Indian stocks down on increased flight-to-safety transactions
Indian benchmark indices fell Tuesday as fears of global economic growth pushed flight-to-security deals, and a defeat in US stocks after news of a cut in Russian gas supplies to Eastern Europe had heightened the gloomy mood.
The 30-share BSE Sensex 30 stock index fell nearly 400 points to about 56,960, and the broader NSE Nifty fell nearly 1 percent to below 17,100 in early trading exchanges.
In the previous session, the Sensex index was up nearly 800 points to about 57,356, while the Nifty rose nearly 1.5 percent to about 17,200 after both indexes fell more than 1 percent on Monday.
Stocks lost ground in all sectors, with all major Nifty sub-indices negative. Only three of the 50 stocks on the Nifty 50 index were slightly higher.
The handy Hindustan Unilever component was 0.4 percent lower than the March quarter results.
Bajaj Finance was the biggest loser on the Nifty 50, down nearly 4 percent a day after it reported the results.
Broadly speaking, this is caused by Russia’s latest move, which is seen as a significant escalation of the crisis in Ukraine.
Russia said it would stop deliveries to Poland and Bulgaria from Wednesday. Russia is demanding payments for its gas exports in rubles in response to Western sanctions.
“Markets returned to downright pessimism on Tuesday after a gloomy reflection on Monday. U.S. stocks had fallen sharply. The S&P 500 fell 2.81 percent and the NASDAQ fell just under 4 percent to bring it below 20% year-on-year. to date. US and Asian stock futures are sending an unequivocal negative signal…” said Robert Carnell, Regional Head of Research – Asia-Pacific at ING.
“The catalysts for these steps were even more belligerent words from Russia about Ukraine, and the announcement that Bulgaria and Poland would stop their gas supplies from Russia from today,” he added.
This move caused oil and gas prices to rise. Brent oil futures rose to nearly $106 a barrel.
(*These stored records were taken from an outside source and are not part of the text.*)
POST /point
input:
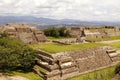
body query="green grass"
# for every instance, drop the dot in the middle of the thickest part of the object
(103, 74)
(28, 75)
(96, 39)
(54, 48)
(53, 38)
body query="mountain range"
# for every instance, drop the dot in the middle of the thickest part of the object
(47, 22)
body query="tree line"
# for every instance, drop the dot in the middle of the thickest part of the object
(57, 32)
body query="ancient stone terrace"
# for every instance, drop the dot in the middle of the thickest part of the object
(64, 65)
(26, 33)
(95, 32)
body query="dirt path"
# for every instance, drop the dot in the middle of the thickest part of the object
(108, 42)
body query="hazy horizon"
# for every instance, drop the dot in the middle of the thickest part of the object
(85, 10)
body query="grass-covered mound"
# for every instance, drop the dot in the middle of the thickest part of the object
(15, 54)
(55, 48)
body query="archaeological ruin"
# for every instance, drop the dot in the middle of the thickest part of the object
(64, 65)
(26, 33)
(95, 32)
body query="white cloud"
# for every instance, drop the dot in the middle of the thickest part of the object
(105, 10)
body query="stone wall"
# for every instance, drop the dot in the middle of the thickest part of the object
(95, 32)
(64, 65)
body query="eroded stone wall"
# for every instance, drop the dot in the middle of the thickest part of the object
(64, 65)
(26, 33)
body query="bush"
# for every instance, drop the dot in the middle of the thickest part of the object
(14, 54)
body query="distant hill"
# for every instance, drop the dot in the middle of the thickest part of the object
(46, 22)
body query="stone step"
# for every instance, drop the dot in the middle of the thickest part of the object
(111, 51)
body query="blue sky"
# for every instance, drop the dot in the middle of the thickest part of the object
(90, 10)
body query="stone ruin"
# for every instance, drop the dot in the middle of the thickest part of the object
(64, 65)
(26, 33)
(94, 32)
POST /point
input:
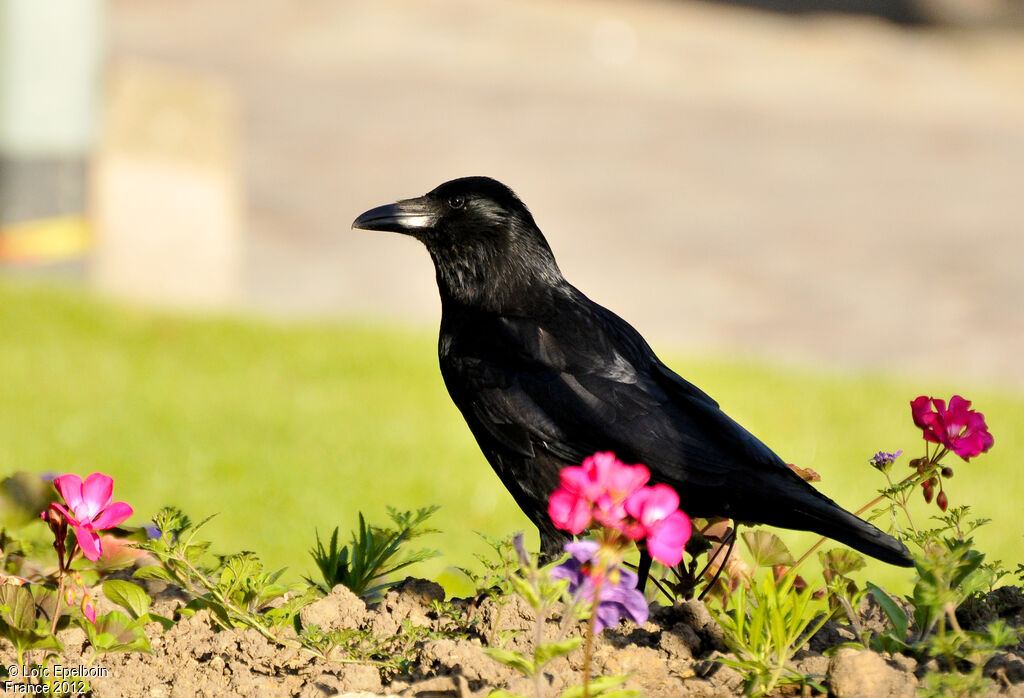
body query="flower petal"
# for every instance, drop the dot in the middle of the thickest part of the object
(89, 542)
(70, 487)
(65, 513)
(568, 511)
(668, 538)
(96, 493)
(112, 516)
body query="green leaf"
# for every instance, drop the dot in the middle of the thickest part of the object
(767, 549)
(513, 659)
(549, 651)
(166, 622)
(153, 572)
(130, 597)
(117, 633)
(841, 561)
(17, 608)
(896, 615)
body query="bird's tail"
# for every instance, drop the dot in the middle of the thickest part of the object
(815, 512)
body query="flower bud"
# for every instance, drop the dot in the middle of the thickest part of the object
(89, 609)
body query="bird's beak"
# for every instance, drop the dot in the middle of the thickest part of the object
(409, 216)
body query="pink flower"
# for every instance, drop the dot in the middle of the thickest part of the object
(595, 490)
(667, 529)
(90, 508)
(960, 429)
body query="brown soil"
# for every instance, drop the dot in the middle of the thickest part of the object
(672, 655)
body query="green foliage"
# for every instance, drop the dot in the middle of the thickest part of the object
(133, 599)
(23, 622)
(373, 555)
(117, 633)
(233, 589)
(842, 591)
(393, 654)
(764, 625)
(948, 574)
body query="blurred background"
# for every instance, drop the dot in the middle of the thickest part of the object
(814, 213)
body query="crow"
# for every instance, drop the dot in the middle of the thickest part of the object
(546, 377)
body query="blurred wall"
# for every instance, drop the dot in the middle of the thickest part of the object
(50, 57)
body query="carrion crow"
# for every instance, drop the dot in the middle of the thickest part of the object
(545, 378)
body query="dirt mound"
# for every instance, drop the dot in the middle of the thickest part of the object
(672, 655)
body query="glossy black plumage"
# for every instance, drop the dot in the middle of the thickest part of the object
(545, 377)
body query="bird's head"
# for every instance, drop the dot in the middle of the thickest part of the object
(486, 249)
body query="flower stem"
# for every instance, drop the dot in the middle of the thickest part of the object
(932, 464)
(56, 606)
(589, 646)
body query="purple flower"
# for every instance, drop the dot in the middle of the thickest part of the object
(617, 597)
(883, 460)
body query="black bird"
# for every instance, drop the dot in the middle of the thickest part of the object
(545, 378)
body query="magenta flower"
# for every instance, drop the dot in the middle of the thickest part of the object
(595, 491)
(667, 529)
(90, 509)
(88, 609)
(617, 597)
(958, 428)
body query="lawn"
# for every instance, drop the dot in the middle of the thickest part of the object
(284, 429)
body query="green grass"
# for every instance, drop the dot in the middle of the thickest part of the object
(283, 429)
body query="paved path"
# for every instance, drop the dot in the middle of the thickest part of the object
(843, 192)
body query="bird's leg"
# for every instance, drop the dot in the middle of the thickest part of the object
(718, 572)
(643, 569)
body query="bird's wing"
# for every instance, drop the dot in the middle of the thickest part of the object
(576, 388)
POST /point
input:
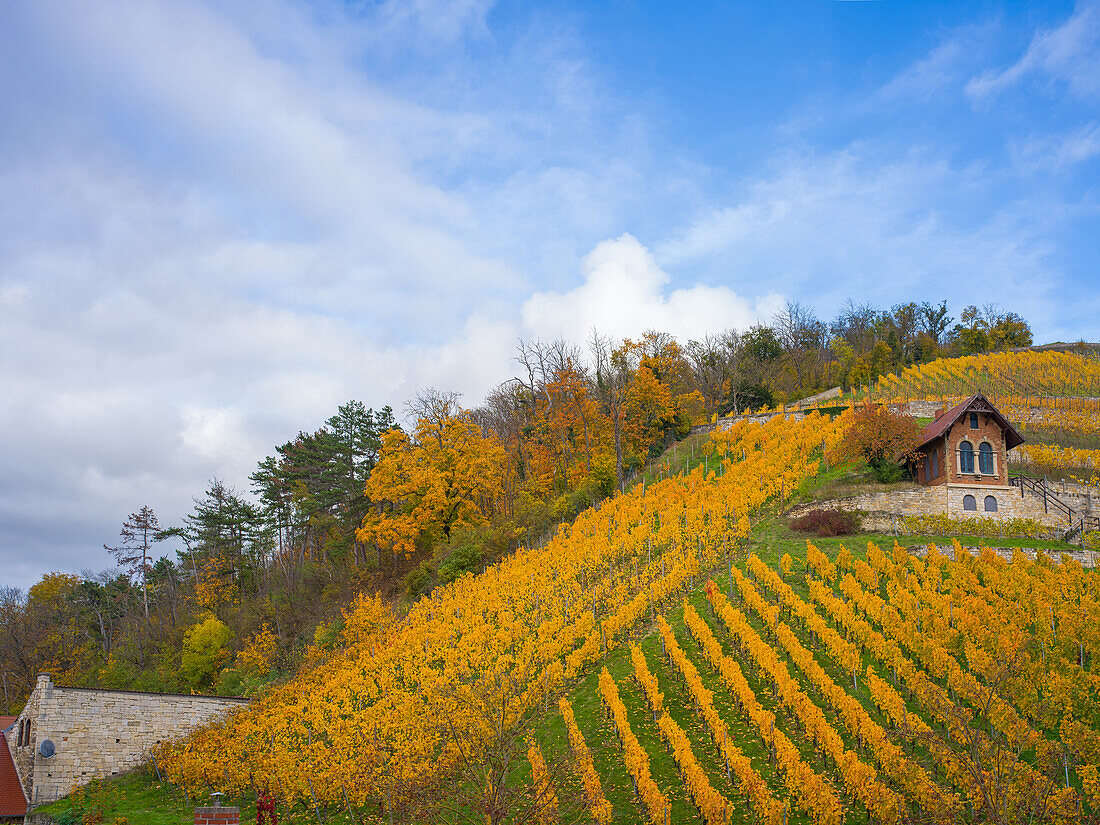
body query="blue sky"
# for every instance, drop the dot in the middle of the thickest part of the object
(218, 221)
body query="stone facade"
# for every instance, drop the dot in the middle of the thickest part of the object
(943, 459)
(99, 733)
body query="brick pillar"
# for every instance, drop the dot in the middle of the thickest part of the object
(217, 816)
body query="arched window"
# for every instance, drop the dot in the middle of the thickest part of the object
(986, 459)
(966, 458)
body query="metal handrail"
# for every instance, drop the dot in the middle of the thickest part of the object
(1040, 487)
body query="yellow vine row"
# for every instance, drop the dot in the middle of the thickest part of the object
(598, 805)
(813, 792)
(634, 755)
(766, 806)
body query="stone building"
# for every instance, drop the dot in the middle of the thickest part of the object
(966, 451)
(12, 799)
(68, 736)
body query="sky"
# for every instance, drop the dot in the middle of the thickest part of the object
(221, 220)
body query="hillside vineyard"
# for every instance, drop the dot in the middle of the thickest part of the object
(877, 688)
(387, 716)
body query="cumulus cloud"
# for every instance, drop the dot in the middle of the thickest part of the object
(625, 293)
(864, 223)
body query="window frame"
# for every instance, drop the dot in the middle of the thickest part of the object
(966, 451)
(986, 451)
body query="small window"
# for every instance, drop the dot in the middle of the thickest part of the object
(966, 458)
(986, 459)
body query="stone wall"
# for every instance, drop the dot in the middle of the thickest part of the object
(101, 733)
(884, 510)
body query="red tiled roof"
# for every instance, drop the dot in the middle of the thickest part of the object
(12, 800)
(939, 427)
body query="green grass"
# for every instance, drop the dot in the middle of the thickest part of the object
(139, 798)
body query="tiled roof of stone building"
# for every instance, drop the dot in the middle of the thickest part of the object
(937, 428)
(12, 800)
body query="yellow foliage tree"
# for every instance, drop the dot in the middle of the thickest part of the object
(448, 474)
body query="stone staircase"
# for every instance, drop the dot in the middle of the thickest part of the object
(1073, 509)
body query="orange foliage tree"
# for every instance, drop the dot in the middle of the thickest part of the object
(882, 437)
(448, 474)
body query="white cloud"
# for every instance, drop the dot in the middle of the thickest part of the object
(625, 293)
(866, 224)
(1068, 54)
(1059, 152)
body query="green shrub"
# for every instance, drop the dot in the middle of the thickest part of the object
(418, 581)
(464, 558)
(827, 523)
(998, 528)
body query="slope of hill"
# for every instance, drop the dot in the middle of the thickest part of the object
(391, 715)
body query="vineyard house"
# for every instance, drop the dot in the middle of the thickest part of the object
(966, 450)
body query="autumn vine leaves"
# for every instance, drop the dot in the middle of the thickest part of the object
(400, 704)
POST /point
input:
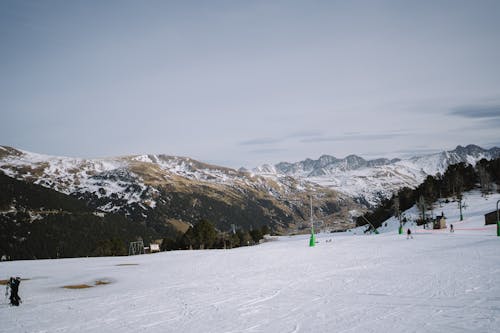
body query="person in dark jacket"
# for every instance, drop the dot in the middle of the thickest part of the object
(14, 290)
(409, 234)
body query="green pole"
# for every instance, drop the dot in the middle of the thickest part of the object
(498, 221)
(312, 239)
(461, 216)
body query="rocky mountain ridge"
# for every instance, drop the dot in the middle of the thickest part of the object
(369, 181)
(170, 193)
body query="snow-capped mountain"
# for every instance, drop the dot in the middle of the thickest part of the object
(368, 181)
(162, 190)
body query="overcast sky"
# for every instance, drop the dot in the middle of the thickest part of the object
(241, 83)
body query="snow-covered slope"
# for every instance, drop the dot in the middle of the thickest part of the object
(436, 282)
(369, 181)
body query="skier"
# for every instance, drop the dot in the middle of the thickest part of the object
(13, 284)
(409, 234)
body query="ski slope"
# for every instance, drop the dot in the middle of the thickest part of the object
(437, 282)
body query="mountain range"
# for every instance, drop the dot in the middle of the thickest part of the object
(162, 196)
(169, 193)
(369, 181)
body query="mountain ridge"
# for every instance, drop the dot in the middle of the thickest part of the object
(370, 181)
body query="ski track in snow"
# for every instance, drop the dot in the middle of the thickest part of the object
(437, 282)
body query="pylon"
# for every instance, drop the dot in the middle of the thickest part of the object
(312, 239)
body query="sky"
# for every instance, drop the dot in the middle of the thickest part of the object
(242, 83)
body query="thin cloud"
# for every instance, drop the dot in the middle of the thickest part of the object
(355, 137)
(477, 111)
(268, 151)
(260, 141)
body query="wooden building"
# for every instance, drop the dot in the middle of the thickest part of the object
(490, 218)
(440, 222)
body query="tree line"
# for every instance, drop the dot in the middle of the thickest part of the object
(204, 235)
(457, 179)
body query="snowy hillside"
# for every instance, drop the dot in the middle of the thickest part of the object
(437, 282)
(369, 181)
(167, 190)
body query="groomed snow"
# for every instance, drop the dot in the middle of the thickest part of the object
(437, 282)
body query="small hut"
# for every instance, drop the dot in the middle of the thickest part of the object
(440, 222)
(490, 218)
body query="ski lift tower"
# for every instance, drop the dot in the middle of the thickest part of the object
(136, 247)
(312, 238)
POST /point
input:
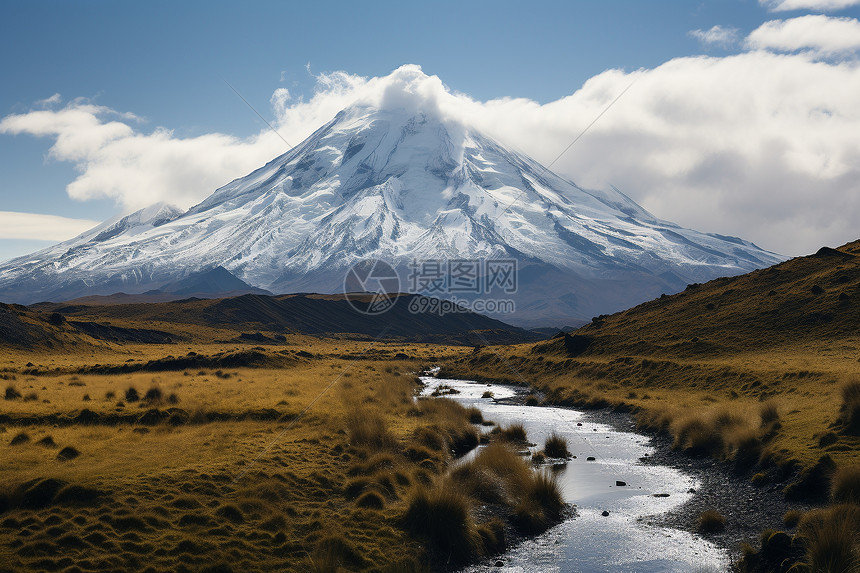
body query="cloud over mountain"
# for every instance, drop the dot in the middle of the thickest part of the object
(760, 144)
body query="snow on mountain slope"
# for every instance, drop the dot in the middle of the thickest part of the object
(395, 185)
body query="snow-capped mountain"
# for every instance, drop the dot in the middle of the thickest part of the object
(397, 186)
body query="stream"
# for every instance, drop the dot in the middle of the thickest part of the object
(624, 540)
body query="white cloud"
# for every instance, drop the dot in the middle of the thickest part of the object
(49, 102)
(137, 169)
(759, 145)
(717, 36)
(820, 35)
(34, 226)
(818, 5)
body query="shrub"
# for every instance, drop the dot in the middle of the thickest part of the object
(556, 446)
(845, 485)
(440, 516)
(711, 521)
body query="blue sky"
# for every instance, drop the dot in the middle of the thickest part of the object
(166, 62)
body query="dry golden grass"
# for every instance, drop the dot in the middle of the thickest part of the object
(233, 478)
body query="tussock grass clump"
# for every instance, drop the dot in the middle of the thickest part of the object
(711, 521)
(849, 412)
(131, 395)
(440, 515)
(153, 395)
(367, 427)
(450, 428)
(845, 485)
(67, 454)
(47, 442)
(814, 483)
(541, 503)
(514, 433)
(792, 517)
(230, 513)
(498, 475)
(832, 538)
(769, 413)
(556, 446)
(334, 553)
(370, 500)
(475, 415)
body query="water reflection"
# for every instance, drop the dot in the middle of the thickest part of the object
(622, 540)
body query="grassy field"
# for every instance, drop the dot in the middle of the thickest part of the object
(323, 462)
(761, 370)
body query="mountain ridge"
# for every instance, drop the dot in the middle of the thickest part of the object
(399, 187)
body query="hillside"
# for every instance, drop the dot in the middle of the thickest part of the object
(263, 319)
(781, 343)
(807, 300)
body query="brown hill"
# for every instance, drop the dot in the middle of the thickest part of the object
(249, 316)
(806, 300)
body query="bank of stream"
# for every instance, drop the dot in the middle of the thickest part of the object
(622, 503)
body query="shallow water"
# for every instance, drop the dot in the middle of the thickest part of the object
(623, 541)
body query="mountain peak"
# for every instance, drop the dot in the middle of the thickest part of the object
(398, 180)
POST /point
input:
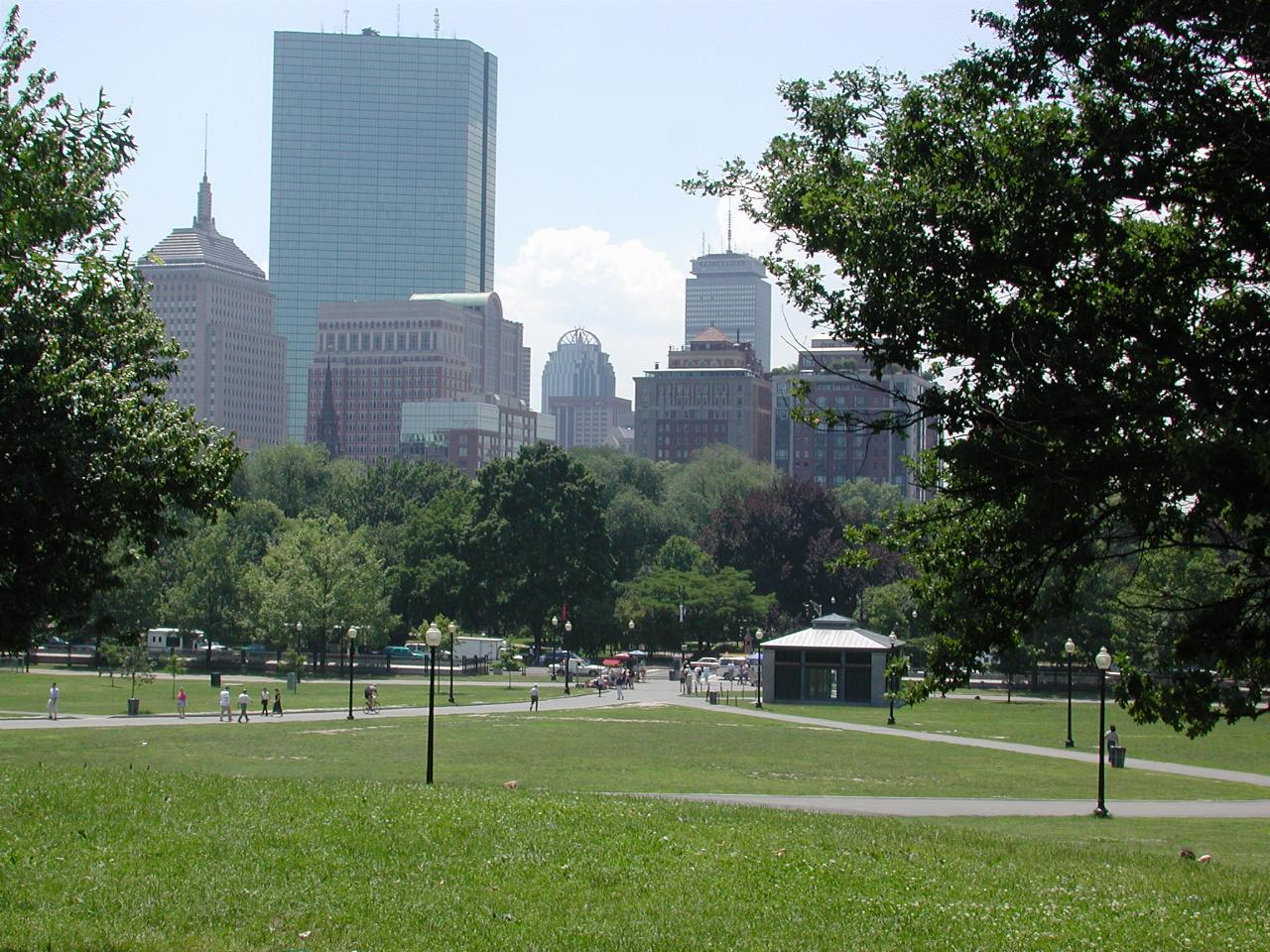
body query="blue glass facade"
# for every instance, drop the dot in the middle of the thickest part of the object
(381, 179)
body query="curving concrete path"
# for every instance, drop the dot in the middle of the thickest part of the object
(661, 689)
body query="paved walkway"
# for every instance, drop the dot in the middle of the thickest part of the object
(661, 689)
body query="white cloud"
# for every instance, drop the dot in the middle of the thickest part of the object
(626, 294)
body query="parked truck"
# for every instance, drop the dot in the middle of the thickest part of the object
(470, 647)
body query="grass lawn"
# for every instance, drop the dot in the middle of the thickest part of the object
(26, 694)
(117, 860)
(638, 748)
(1238, 747)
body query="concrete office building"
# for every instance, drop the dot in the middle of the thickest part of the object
(470, 433)
(838, 377)
(728, 293)
(377, 356)
(578, 389)
(216, 303)
(711, 391)
(381, 178)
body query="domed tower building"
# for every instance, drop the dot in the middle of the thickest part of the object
(578, 390)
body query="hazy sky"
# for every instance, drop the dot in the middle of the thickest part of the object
(603, 108)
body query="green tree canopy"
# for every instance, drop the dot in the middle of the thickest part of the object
(539, 539)
(90, 449)
(1070, 230)
(322, 578)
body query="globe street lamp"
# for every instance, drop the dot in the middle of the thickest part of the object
(758, 647)
(434, 639)
(1070, 649)
(352, 648)
(568, 627)
(889, 679)
(1103, 661)
(451, 662)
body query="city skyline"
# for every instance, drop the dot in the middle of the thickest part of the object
(593, 135)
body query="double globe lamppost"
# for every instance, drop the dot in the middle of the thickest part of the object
(1103, 661)
(434, 639)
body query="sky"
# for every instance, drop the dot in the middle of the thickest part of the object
(604, 105)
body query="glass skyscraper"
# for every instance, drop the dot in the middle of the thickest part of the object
(381, 180)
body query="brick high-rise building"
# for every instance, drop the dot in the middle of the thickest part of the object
(837, 377)
(376, 356)
(711, 391)
(216, 302)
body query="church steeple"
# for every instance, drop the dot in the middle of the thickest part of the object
(327, 422)
(203, 221)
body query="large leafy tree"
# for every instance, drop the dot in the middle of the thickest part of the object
(539, 539)
(90, 449)
(1070, 229)
(317, 580)
(785, 535)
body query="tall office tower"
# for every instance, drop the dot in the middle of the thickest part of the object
(837, 377)
(728, 293)
(381, 180)
(216, 302)
(711, 391)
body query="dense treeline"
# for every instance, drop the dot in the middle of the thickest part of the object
(594, 536)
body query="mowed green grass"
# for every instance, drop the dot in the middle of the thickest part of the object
(635, 748)
(27, 694)
(1239, 747)
(117, 860)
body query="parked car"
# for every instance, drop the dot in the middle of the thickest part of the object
(400, 653)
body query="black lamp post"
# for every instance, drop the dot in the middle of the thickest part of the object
(352, 648)
(890, 678)
(1103, 661)
(556, 640)
(1070, 649)
(434, 639)
(568, 627)
(758, 647)
(451, 662)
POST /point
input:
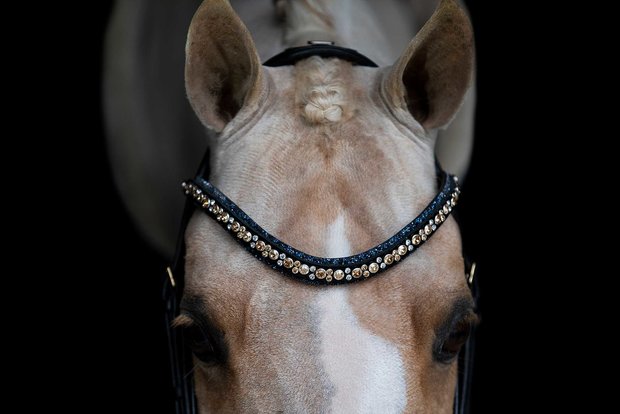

Crude oil prices rose about 3 percent in volatile trading last session.
Financial markets are already reeling from the war between Russia and Ukraine and the supply disruptions that have pushed up commodity prices.
This has pushed global inflation to multi-year highs, and in response, the expected aggressive monetary policy path, especially from the US Federal Reserve, has fueled fears about global economic growth.
Severe restrictions in China also weighed on investor sentiment, although the central bank announced stimulus measures there.
Still, the broader outlook shows that the expected series of interest rate hikes from the Federal Reserve could hurt growth just as many economies begin to recover from the pandemic-induced slump.
Investors were also concerned about volatile commodity prices amid the war in Ukraine, with the International Monetary Fund warning this week of stagflationary risks in Asia.
The overnight sell-off on Wall Street underscored investor concerns about the blow to earnings, with the Nasdaq falling 4 percent, its lowest point since late 2020. Aftermarket closes,
Google’s parent company, Alphabet Inc, reported first-quarter sales of the pandemic, falling about 3 percent. Microsoft Corp. fell 4 percent faster than its results, but recovered as it forecast double-digit revenue growth the next year.
“I think with where the market is now, in this random sell and fear phase, I think you have more potential for downside risk than upside surprise,” said Ross Mayfield, an investment strategist at Baird in Louisville, Kentucky, told Reuters.